Head or tails? It could be a gamble or someone who knows not what to make of it. Standing in for either and a gamble of telling no difference was a ~€1'500 Denafrips Gaia. As a DDC, it differs from the reclocker/regenerator Phoenix type. Potentially unfair advantages to be pressed—what else are they there for?—were Gaia's 45.158 and 49.152MHz clock inputs. Those may sync to the big TXCO clocks of the Denafrips Terminator Plus which are fed from their own discrete linear power supply. Voilà, error-forward correction with S/PDIF reclocking over matching I²S-via-HDMI interface. Unlike 10MHz master clocks, Denafrips chose integer multiples of 44.1/48kHz to need no PLL to synthesize the actual audio sample rates. Our Soundaware D100Pro and D300Ref USB bridges too can clock-sync to the T+. I'd done all that. I knew just how effective it is. Finally, the Gaia and T+ USB transceivers run on custom code written to STM32F446 MCU. They aren't generic XMOS/Amanero chips. Hence this hardware context might have been unusually stacked against the functionally far plainer Phoenix. If so, it was a snap-shot effect of endlessly revolving reviewer doors. Things come and go as they please to make for many an unplanned encounter.

The other referees were our customary music iMac running PureMusic; Vinnie Rossi's L2 Signature linestage with Elrog ER50; LinnenberG's Liszt monos; and Aurai Audio's M1 Classic floorstanders.

Head. Coming to a head against our clock-sync'd competition, Phoenix was a close-but-not-quite second.
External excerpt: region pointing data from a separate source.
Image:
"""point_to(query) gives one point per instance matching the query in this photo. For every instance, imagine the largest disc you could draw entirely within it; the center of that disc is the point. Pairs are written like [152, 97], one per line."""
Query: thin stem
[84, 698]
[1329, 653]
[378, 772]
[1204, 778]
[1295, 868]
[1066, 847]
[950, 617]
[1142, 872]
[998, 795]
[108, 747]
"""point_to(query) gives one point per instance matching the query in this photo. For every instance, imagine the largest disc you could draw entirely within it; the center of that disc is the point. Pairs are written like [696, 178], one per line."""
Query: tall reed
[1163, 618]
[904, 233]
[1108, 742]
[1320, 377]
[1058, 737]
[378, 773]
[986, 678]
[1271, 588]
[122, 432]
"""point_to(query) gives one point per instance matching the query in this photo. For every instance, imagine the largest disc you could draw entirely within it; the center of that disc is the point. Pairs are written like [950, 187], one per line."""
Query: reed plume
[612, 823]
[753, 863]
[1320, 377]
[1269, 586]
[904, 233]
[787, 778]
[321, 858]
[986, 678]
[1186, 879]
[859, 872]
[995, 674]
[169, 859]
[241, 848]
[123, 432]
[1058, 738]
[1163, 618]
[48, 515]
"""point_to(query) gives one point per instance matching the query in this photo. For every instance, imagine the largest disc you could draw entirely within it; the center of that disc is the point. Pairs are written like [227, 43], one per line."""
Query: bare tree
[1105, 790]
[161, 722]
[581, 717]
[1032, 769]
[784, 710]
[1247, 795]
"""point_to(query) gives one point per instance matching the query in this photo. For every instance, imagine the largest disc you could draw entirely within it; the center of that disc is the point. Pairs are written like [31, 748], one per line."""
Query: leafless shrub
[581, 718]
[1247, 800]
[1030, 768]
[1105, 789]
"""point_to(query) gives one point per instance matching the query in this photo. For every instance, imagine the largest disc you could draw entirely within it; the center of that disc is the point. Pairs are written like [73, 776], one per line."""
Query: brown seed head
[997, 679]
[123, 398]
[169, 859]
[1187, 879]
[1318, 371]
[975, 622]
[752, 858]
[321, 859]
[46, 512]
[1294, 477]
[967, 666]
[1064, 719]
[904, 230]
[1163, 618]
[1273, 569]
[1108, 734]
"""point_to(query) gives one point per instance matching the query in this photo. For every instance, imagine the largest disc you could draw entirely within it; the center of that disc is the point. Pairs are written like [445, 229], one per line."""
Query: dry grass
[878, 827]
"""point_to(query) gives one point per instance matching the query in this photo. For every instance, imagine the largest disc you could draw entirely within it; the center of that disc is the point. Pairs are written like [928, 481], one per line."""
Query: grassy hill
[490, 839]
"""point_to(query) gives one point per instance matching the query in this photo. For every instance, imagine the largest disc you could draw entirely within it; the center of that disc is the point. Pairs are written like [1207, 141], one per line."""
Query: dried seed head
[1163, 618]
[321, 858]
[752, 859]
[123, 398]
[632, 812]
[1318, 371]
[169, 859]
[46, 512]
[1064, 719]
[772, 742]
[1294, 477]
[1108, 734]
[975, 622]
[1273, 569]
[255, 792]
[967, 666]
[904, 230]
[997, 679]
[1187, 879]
The difference focused on how keen sense of place became. For a high-class evening audit, I'd cued up an extended playlist of favorite tracks from Jan Garbarek's Rites and Visible World. These are typical ECM productions, so layered and very atmospheric. Space becomes its own presence and performer. Just as painters and photographers are challenged to portray space, so is audio. How to capture/show emptiness? In audio recorded reflections create halos or performer bubbles. A zinger cymbal ricochets off boundaries. This rapid reaction right behind the initial strike illuminates space. It could be very faint of amplitude. If the recording venue was well damped, it could be of very short duration. With dense productions of many players, much of this nano/plankton/gossamer stuff gets overlaid, shaded and obscured. The more separation and resolution from low phase shift and minimal noise floor a system can bring to this micro dimension, the more it informs our listening. Even though subliminal, it becomes a living undercurrent to our experience which naturally relies on good recordings.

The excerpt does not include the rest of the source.